Siemens to supply turbines for $2.6 billion Cape Wind plant
CAPE WIND ASSOCIATES LLC has reached an agreement with Siemens AG to supply 130 of its 3.6 megawatt turbines at the Cape Wind facility, the first offshore wind farm in the United States. Above, an artist's rendering of the eco-tourism planned for the farm.
NEW YORK – Siemens AG, Europe’s biggest engineering company, agreed to supply turbines to the $2.6 billion Cape Wind project, the first offshore wind farm planned in the U.S.
Siemens will install 130 of its 3.6 megawatt turbines at the facility that’s now seeking finance for construction in Massachusetts waters, the Munich-based company said today in a statement. Financial details of the agreement weren’t disclosed.
The deal along with a proposal from Siemens to take a $100 million equity stake in the project raises the chances that the project will move forward.
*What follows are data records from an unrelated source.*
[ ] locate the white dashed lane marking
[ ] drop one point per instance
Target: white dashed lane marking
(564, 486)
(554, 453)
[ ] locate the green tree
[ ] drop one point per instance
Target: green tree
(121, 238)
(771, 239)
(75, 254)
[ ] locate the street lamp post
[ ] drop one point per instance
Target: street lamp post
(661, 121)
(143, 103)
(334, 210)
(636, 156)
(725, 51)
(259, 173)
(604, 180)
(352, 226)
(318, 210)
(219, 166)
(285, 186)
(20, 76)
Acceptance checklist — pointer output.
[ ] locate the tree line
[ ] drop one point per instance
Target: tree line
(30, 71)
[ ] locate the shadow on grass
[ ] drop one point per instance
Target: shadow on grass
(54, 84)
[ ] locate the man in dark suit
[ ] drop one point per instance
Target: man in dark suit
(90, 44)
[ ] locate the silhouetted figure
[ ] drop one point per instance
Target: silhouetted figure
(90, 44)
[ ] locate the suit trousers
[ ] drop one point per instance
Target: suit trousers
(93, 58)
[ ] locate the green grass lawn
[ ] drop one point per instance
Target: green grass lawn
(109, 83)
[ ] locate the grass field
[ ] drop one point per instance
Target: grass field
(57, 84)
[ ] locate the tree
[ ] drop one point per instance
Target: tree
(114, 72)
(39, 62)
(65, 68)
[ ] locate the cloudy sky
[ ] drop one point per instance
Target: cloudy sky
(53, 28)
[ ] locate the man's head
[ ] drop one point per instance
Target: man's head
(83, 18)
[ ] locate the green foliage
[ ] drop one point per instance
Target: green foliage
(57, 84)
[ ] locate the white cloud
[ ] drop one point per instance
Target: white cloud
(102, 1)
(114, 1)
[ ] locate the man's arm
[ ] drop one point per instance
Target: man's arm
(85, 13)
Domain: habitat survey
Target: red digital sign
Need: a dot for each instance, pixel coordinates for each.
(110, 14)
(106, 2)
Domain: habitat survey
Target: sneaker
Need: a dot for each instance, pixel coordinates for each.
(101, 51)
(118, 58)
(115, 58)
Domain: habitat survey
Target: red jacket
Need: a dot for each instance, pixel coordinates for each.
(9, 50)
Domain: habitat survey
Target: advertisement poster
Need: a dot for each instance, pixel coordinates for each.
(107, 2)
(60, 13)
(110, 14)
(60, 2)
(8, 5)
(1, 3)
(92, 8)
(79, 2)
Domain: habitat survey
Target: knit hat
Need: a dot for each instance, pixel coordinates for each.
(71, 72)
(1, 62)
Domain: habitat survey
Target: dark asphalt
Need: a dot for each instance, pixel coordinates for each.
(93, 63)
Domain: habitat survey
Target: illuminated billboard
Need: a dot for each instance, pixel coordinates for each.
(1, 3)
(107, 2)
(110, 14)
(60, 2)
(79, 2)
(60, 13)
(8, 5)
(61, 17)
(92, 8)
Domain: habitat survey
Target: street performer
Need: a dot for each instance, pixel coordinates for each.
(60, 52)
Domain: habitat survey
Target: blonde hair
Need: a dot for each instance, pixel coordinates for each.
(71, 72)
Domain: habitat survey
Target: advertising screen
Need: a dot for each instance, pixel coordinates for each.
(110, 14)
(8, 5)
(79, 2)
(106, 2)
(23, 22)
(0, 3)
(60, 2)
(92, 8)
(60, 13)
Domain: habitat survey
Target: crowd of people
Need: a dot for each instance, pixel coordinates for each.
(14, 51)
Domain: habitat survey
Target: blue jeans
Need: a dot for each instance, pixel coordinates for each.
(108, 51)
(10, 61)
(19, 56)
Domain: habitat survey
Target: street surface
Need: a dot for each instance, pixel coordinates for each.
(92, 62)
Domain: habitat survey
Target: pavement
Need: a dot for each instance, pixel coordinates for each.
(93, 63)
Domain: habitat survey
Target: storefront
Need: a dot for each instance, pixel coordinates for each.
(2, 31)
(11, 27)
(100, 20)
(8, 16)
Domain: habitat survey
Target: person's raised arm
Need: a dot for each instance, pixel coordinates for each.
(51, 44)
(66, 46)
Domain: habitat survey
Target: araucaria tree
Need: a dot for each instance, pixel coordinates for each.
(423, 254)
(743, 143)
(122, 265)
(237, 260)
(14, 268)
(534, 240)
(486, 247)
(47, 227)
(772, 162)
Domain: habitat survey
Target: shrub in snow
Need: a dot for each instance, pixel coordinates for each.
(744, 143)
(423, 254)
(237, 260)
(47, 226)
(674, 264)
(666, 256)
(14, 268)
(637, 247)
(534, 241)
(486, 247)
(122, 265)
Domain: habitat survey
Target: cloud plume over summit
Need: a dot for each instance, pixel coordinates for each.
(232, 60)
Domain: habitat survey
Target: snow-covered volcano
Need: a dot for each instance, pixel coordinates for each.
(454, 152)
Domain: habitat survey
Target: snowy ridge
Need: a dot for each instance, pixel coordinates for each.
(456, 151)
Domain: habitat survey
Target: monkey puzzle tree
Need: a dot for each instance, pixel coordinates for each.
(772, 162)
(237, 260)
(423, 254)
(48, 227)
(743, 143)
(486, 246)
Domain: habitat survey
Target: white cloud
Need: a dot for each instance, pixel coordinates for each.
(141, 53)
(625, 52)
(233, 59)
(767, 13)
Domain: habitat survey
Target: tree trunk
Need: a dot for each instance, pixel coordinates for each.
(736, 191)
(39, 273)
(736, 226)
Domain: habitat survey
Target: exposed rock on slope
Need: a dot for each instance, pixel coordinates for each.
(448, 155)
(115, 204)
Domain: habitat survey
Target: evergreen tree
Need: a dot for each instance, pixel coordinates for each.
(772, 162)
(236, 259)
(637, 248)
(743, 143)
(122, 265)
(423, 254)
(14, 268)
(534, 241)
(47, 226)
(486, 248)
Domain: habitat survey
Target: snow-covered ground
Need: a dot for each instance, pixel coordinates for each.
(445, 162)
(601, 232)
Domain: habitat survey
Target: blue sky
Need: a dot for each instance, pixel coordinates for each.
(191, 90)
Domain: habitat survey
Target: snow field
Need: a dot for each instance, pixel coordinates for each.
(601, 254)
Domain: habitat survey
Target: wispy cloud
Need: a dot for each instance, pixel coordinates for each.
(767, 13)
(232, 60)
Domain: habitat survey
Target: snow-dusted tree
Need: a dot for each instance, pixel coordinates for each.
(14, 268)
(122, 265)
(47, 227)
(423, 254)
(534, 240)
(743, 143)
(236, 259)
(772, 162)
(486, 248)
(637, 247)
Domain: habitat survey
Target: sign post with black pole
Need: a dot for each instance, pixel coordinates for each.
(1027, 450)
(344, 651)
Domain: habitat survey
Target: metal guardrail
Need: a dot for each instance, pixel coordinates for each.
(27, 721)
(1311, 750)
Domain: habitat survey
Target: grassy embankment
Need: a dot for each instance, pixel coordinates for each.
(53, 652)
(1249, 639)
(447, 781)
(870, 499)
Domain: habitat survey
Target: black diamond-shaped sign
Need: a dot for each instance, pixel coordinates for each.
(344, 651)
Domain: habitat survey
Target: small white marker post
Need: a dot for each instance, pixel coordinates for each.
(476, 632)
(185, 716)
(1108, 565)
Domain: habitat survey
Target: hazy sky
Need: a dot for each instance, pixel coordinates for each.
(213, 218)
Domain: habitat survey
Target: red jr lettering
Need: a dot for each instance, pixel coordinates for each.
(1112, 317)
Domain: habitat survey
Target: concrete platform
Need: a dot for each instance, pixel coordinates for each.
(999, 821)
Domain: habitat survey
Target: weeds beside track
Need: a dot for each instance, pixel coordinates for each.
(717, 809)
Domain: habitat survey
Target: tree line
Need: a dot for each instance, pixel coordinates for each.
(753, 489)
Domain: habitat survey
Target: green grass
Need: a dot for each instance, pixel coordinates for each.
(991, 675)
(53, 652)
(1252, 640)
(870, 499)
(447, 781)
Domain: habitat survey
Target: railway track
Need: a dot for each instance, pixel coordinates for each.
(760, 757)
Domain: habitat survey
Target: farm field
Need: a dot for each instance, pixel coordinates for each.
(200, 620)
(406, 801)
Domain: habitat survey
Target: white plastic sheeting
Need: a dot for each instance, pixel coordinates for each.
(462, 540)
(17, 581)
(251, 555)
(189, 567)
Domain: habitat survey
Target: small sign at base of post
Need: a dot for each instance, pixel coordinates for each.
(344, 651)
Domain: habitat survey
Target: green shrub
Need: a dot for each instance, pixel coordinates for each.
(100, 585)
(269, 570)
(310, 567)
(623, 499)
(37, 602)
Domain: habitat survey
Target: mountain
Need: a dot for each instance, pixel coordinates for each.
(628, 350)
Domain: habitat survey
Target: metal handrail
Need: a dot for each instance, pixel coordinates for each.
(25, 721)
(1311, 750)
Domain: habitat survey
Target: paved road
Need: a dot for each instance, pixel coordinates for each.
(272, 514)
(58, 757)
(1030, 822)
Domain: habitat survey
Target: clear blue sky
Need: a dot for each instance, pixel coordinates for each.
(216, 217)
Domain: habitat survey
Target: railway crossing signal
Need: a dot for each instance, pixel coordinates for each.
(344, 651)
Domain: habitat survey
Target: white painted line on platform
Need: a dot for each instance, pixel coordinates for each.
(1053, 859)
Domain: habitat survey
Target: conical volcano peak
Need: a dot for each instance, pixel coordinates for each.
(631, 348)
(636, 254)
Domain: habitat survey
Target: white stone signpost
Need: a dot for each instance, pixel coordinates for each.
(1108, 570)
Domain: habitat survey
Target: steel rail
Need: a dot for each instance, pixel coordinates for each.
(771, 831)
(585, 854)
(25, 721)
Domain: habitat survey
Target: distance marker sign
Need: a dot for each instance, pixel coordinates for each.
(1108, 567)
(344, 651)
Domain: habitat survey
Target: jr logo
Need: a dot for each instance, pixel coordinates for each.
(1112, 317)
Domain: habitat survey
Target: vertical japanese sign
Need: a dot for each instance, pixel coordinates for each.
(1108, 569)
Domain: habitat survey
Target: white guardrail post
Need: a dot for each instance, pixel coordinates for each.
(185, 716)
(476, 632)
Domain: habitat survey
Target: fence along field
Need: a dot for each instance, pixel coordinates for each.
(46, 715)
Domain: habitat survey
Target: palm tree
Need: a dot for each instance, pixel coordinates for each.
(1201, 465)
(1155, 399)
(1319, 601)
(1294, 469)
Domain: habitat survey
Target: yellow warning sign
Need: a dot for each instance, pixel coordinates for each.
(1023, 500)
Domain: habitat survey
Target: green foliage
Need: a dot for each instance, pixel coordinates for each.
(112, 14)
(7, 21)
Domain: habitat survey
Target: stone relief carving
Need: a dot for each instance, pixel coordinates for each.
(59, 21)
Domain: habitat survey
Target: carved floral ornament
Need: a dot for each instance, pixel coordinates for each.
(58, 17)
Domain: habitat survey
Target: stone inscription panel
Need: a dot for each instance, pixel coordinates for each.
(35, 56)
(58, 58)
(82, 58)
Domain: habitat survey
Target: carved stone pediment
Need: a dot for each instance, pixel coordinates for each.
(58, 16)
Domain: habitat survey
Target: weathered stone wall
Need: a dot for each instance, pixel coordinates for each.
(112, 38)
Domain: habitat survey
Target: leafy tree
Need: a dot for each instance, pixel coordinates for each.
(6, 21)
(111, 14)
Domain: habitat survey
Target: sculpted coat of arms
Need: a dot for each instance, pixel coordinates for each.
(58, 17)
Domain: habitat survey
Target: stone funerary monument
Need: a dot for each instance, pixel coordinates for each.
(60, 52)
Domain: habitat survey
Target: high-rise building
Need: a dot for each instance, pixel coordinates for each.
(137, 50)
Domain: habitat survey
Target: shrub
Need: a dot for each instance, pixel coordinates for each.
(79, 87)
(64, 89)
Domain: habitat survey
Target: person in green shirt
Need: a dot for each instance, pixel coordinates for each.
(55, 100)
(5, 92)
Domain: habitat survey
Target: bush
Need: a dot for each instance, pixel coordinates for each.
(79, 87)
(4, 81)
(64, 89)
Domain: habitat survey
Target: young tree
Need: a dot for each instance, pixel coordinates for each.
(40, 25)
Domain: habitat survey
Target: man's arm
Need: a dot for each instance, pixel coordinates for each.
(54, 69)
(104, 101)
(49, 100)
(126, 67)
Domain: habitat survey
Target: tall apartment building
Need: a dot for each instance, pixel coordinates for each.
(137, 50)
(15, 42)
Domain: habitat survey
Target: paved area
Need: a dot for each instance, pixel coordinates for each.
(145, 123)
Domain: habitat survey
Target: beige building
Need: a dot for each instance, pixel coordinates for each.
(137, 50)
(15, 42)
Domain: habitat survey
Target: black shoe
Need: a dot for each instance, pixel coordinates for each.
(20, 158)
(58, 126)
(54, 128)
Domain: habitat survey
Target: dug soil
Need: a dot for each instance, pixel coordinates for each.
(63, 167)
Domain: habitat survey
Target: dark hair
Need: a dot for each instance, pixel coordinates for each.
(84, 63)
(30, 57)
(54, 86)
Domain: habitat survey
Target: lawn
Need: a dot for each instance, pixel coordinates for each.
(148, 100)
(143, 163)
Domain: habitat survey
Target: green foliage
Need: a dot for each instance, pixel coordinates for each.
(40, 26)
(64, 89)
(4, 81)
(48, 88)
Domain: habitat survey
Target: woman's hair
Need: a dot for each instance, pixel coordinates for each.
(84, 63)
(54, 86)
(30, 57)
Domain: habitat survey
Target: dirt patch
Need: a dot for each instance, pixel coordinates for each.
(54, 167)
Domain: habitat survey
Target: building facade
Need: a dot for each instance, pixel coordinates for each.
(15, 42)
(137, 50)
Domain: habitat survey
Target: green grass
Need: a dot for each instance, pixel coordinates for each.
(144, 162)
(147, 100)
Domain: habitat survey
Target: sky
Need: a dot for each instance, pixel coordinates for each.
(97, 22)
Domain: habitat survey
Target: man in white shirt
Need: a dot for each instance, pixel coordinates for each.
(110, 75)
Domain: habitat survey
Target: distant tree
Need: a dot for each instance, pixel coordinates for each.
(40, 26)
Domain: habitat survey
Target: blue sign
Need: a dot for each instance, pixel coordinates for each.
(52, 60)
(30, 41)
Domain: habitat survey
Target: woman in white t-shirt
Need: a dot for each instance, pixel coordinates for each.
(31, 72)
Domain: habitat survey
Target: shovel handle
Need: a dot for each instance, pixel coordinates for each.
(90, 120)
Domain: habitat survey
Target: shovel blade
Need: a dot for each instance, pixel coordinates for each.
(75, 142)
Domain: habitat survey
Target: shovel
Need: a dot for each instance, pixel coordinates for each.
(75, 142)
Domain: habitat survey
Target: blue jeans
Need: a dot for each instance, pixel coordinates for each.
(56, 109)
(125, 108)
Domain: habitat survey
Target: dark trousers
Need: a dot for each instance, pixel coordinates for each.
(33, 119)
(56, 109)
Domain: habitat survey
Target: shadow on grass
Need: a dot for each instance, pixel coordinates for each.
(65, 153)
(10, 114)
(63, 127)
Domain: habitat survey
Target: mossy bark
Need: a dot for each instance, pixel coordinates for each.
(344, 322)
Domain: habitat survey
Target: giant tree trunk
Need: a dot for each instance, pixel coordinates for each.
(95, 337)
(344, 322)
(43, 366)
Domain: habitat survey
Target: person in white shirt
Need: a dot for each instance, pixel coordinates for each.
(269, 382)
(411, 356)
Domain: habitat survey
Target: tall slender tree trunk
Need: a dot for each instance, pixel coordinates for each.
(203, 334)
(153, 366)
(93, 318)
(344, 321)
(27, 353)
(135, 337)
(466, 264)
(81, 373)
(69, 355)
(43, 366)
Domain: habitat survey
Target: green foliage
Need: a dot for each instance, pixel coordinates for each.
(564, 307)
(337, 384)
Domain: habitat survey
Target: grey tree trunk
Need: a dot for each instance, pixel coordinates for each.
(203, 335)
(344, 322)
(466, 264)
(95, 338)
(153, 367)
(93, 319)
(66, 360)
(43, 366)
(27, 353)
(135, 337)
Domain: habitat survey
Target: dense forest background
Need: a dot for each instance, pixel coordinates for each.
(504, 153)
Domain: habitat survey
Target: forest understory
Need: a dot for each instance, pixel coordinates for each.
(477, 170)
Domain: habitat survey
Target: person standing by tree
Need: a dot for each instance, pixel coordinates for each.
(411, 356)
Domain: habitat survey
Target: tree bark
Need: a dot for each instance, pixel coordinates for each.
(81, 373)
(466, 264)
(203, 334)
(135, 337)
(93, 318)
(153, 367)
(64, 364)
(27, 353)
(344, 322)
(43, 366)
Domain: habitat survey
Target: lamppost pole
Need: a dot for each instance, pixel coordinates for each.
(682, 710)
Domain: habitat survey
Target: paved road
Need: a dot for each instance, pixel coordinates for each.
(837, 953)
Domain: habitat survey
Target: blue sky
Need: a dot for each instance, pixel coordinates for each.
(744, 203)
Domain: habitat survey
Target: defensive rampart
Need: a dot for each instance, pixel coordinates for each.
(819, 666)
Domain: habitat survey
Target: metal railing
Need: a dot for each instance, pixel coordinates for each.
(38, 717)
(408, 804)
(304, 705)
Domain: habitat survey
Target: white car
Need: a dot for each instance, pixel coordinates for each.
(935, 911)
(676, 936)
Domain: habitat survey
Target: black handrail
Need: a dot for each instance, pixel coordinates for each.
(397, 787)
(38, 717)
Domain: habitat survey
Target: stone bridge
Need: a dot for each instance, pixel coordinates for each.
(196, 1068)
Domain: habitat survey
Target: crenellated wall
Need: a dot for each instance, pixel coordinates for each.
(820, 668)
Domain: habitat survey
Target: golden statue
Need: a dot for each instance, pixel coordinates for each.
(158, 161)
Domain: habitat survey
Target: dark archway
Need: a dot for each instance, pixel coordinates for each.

Residents including the family of former President John F. Kennedy have sued to stop the project, saying it will spoil a uniquely beautiful area.
“Siemens will most likely be an investor in the project,” Randy Zwirn, CEO of Siemens Energy Inc., said in an interview.
Siemens, the largest supplier of offshore wind turbines, said the deal is subject to final negotiations. Its 3.6 megawatt turbine is the most installed offshore turbine in the world, Jim Gordon, founder and owner of Boston-based Energy Management Inc., the parent of Cape Wind, said in an interview.
“Because it’s the first offshore wind farm in America, it was very important for us to pick the workhorse of the offshore wind industry,” Gordon said.
Siemens said last week that Cape Wind is likely to qualify for a tax credit that expires at the end of this year. It has faced delays due to lawsuits opposing it.
“The process was careful and deliberate, and we fully expect our permit will be upheld,” Gordon said. “We fully anticipate the legal decision our way simply because this has been one of the most comprehensively reviewed energy projects in decades in the United States. They’ve been using these avenues as a delaying factor.”
The Interior Department has said about 1,000 gigawatts of potential wind energy exists off the U.S. Atlantic coast, though no projects have been completed. Several, including the Block Island project are moving forward as well.
The U.S. awarded a lease to Cape Wind Associates LLC in 2010 for an area 5 miles (8 kilometers) off mainland Cape Cod. It’s spread over 25 square miles known as Horseshoe Shoal and would generate on average enough electricity to power 200,000 homes, according to the Energy Department.
“This is really the first offshore wind project of any significance anywhere in the U.S.,” Zwirn said. “As the leading supplier of offshore wind turbines in the world, we obviously have an interest to see that market potential to be developed.”
Warren Buffett’s Berkshire Hathaway Inc. unit MidAmerican Energy Holdings Co. awarded Siemens, whose largest business is energy, on Dec. 16 with a more than $1 billion contract, the largest ever, for 448 turbines for wind farms in Iowa.